O All-in de nossas vidas (ou sobre exigências e intolerâncias)

“A expectativa excessiva produz intolerância. Com isso, negociar e procurar os compromissos sempre necessários numa vida de casal (e, em geral, numa família) parecem constituir uma traição de nossos sonhos de união perfeita. Nós nos divorciamos por esperar demais do casamento.” –Contardo Calligaris

Eu sou fã de Seinfeld. Sempre dou risada com os motivos que eles alegam para acabar seus relacionamentos. Uma garota tinha a cabeça muito grande, outra tinha mãos masculinas, outra não ria de piada alguma, outra cortou o cabelo muito curto. E teve aquela que não deixava o Jerry fazer “a voz”… Com a Elaine, um cara tinha o banheiro sujo, outro não anotou o recado corretamente, outro não ofereceu torta, outro era contra o aborto… Mas todas perdem para a garota das ervilhas:

George: So, what’s going on with you and Melanie? I mean, I know you’re not getting married, but uh, things are happening?
Jerry: Well…actually, we kind of broke up.
George: You what?
Jerry: Well, you know, we were having dinner the other night, and she’s got this strangest habit. She eats her peas one at a time. You’ve never seen anything like it. It takes her an hour to finish them.

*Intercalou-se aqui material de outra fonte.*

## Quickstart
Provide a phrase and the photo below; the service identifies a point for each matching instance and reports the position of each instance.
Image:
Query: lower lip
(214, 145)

Rimos porque Elaine, Jerry, Kramer e George são caricaturas nossas. Em conversas sobre o namoro ou casamento com amigos ou amigas, sempre que consideramos a separação, começamos a listar o que não gostamos no outro: “Eu odeio quando ele faz isso!”. Descrevemos as ervilhas da relação. Podemos imaginar um tipo de amor incondicional, etéreo, transcendente, divino, imaculado, mas não é bem isso que encontramos em nosso corpo e em nossa mente.

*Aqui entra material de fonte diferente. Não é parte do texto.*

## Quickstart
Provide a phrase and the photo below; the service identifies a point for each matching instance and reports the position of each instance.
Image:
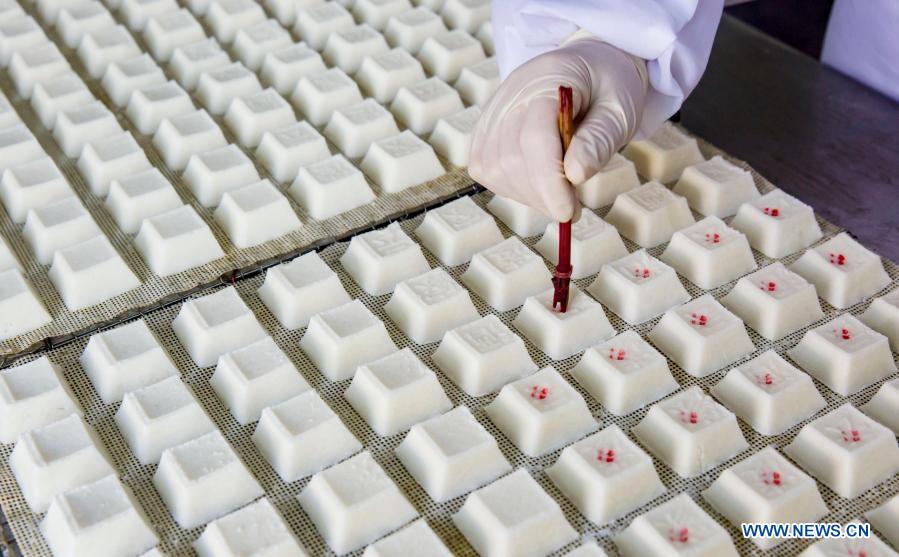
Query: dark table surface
(812, 131)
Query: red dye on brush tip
(539, 393)
(562, 275)
(697, 319)
(681, 536)
(606, 455)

Conosco, em falatório interno, fazemos uma outra lista: a de nossas exigências e expectativas. Se estamos juntos a alguém, não é porque estamos compartilhando vidas, caso contrário nenhuma separação seria traumática, mas porque estamos recebendo algo que exigimos. Para muitos, o casamento é nossa maior aposta na felicidade, o grande All-in de nossas vidas. Ao olharmos para nosso parceiro, no fundo, pensamos: “Se existe felicidade, o caminho é por ali!”. Assim que tal processo começa a falhar, as expectativas gritam: “Eu não estou sendo tão feliz quanto eu esperava!”. Nossa dor é do tamanho de nossa aposta romântica. O problema é que o prazer também, então apostamos alto…

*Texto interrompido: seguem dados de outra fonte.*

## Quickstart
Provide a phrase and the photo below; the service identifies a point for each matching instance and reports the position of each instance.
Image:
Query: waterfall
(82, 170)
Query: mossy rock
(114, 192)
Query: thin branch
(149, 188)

Assim, em um mundo cheio de possibilidades, se estamos com uma mulher que não faz sexo anal, por que não trocá-la por outra que adora ser penetrada de tudo quanto é jeito? Se estamos com um homem que não sabe nenhum passo de tango, é hora de considerar substitui-lo por um tangueiro charmoso. Se não tivéssemos apostado todas as nossas cartas no outro, não haveria problema algum em conviver com suas imperfeições. Só que ele recebeu muito para nos entregar apenas isso! Depois da aposta, só ficaremos satisfeitos quando levarmos o grande prêmio, o pacote completo da felicidade.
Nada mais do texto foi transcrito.